Here are some tips to remedy the situation, plus an ounce-of-prevention bonus.
1. Dilute.
The best way to make a dish less salty is to literally do just that—decrease the overall proportion of salt. With a soup—for example, this Colorful Vegetable and Lentil Soup—add more liquid, more solids, or both. Or make a new batch, or partial batch, then combine the two.
Perhaps obviously, whatever you add should be pretty devoid of salt. If you’re diluting with canned beans or broth, for example, use low- or no-sodium.
2. Add something starchy.
You may have heard that you can put a whole, uncut potato in a pot of, say, soup, take it out later, and the soup will miraculously be less salty. Um, no.
But diced potatoes, added to the pot to become part of the soup, can work wonders.
Why? Because starchy ingredients like potatoes, grains, and pasta are typically bland and so typically can take a lot of salt. Adding them dilutes your soup, yes, but because of their higher-than-average need for salt, they end up being especially hard-working dilution tools.
3. Add something fatty.
Rich and creamy ingredients, from cheese to cream to an olive oil garnish, will coat your palate and dull the experience of the salt.
4. Add acidity or sweetness.
Adding something acidic—like a splash of vinegar or a squeeze of lemon—or something sweet—like a pinch of sugar or drizzle of honey—works to sort of distract your palate. Turn to this remedy only when your food is a little too salty, because if it’s so salty that it needs a lot of acidity or sweetness, you can end up with a dish that’s too acidic or sweet. Which only creates a new problem.
Bonus tip
You’re clever, so you probably saw this coming. The very best way to remedy oversalting is to avoid it in the first place, but note that I didn’t say to avoid salt. Avoid oversalting.

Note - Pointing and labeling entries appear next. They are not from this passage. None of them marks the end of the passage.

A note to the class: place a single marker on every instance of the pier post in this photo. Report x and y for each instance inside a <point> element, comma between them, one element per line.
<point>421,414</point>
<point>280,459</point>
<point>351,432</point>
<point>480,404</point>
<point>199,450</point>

With that in mind, a quick review on seasoning to taste.
1. Try a bite of whatever you’re seasoning.
2. Try another bite with three grains of salt sprinkled on top.

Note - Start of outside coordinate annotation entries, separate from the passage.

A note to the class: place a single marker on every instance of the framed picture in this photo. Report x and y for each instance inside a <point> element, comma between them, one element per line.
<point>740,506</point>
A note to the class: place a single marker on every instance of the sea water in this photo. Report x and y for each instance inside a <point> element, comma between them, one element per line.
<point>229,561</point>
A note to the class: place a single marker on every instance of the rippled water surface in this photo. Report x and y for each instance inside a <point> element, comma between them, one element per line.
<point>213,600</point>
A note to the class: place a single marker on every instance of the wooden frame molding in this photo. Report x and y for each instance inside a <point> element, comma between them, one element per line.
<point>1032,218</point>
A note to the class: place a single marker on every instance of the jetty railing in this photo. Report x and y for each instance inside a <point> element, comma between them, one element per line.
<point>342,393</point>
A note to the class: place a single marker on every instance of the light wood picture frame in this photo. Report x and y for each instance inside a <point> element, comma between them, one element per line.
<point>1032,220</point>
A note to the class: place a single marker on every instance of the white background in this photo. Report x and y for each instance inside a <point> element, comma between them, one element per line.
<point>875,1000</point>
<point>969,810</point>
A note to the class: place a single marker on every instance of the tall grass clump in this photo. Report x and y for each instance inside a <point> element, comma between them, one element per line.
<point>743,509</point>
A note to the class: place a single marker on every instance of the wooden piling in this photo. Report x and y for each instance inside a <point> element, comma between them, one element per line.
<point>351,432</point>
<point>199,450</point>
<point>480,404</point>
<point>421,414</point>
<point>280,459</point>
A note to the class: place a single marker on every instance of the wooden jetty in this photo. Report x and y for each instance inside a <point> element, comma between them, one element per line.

3. Ask yourself, is the second bite better or worse?
4. If the answer is better, season the whole dish and do it again—taste a bite as is, taste a bite with three more grains of salt, and if the second bite is better, add salt to the whole dish.
5. Repeat steps 1 through 4 until the second bite is worse.
Most importantly, don’t be afraid salt, because it helps ingredients sing. Without enough of it, you’re not getting all you can out of them, or out of the time and trouble you took to buy, prep, and cook them.
So make Lentil Soup and add salt. Just use it like you would a good chef’s knife—with both care and appreciation for what it can do for you.